Create a file relnet.env at the root of the project (see relnet_example.env) and adjust the paths within: this is where some data generated by the container will be stored. Also specify the group ID and name created / selected above.

Add the following lines to your .bashrc, replacing /home/john/git/relnet with the path where the repository is cloned.

export RN_SOURCE_DIR='/home/john/git/relnet'
set -a
. $RN_SOURCE_DIR/relnet.env
set +a

export PATH=$PATH:$RN_SOURCE_DIR/scripts

Make the scripts executable (e.g. chmod u+x scripts/*) the first time after cloning the repository, and run apply_permissions.sh in order to create and permission the necessary directories.

Managing the containers

Some scripts are provided for convenience. To build the containers (note, this will take a significant amount of time e.g. 2 hours, as some packages are built from source):

update_container.sh

To start them:

manage_container_gpu.sh up
manage_container.sh up

To stop them:

manage_container_gpu.sh stop
manage_container.sh stop

To purge the queue and restart the containers (useful for killing tasks that were launched):

purge_and_restart.sh

Adjusting the number of workers and threads

To take maximum advantage of your machine's capacity, you may want to tweak the number of threads for the GPU and CPU workers.
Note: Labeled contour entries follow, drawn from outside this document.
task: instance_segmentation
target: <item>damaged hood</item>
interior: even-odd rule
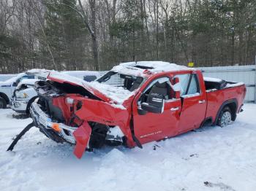
[[[72,85],[80,86],[99,99],[119,108],[122,107],[122,104],[125,100],[134,96],[133,92],[125,90],[122,87],[101,84],[98,82],[88,82],[58,71],[50,71],[48,79],[59,83],[69,83]]]

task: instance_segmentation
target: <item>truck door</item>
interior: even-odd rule
[[[206,95],[195,72],[178,74],[181,83],[181,112],[179,133],[197,128],[204,120],[206,111]],[[203,79],[202,79],[203,80]]]
[[[132,104],[135,135],[141,144],[160,140],[178,133],[178,122],[181,106],[181,99],[171,96],[170,79],[161,77],[153,80],[139,93]],[[162,113],[153,113],[141,109],[151,96],[164,98]],[[153,98],[154,99],[154,98]]]

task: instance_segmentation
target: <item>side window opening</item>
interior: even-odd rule
[[[200,93],[199,83],[197,74],[192,74],[190,85],[187,92],[187,95]]]
[[[180,80],[181,96],[200,93],[199,82],[196,74],[179,74],[176,77]]]
[[[160,78],[151,82],[151,84],[145,90],[143,96],[139,99],[139,102],[149,101],[151,96],[162,96],[165,100],[173,98],[173,94],[171,93],[171,85],[169,78]]]

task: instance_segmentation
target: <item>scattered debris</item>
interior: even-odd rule
[[[156,150],[157,149],[157,147],[161,147],[160,146],[157,145],[157,144],[155,144],[153,146],[153,149],[154,150]]]
[[[225,184],[222,182],[212,183],[206,181],[203,182],[203,184],[205,184],[206,187],[219,187],[220,190],[225,190],[225,191],[236,191],[233,187],[227,184]]]

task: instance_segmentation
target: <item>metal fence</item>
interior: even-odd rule
[[[231,82],[243,82],[246,87],[246,102],[256,104],[256,65],[202,67],[204,77],[216,77]]]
This configuration is provided in projectconfig.py. Additionally, you may want to enforce certain memory limits for your workers to avoid OOM errors. This can be tweaked in docker-compose.yml and manage_container_gpu.sh.

It is also relatively straightforward to add more workers from different machines you control. For this, you will need to mount the volumes on networked-attached storage (i.e., make sure paths provided in relnet.env are network-accessible) and adjust the location of backend and queue in projectconfig.py to a network location instead of localhost. On the other machines, only start the worker container (see e.g. manage_container.sh).

Setting up graph data

Real-world data

The real-world network data can be downloaded from Figshare at this URL.

  • Copy the rw_network_data.zip file provided to $RN_EXPERIMENT_DATA_DIR/real_world_graphs/raw_data.
  • Then, unzip it unzip rw_network_data.zip
  • Re-grant group permissions so they can be read/modified by container users: chgrp -R $RN_GNAME $RN_EXPERIMENT_DATA_DIR/real_world_graphs/raw_data.
  • Delete zip file rm rw_network_data.zip
  • Run the following commands to wrangle the data into the expected formats:
docker exec -it relnet-worker-cpu /bin/bash -c "python relnet/data_wrangling/process_networks.py --dataset scigrid --task clean"
docker exec -it relnet-worker-cpu /bin/bash -c "python relnet/data_wrangling/process_networks.py --dataset scigrid --task process"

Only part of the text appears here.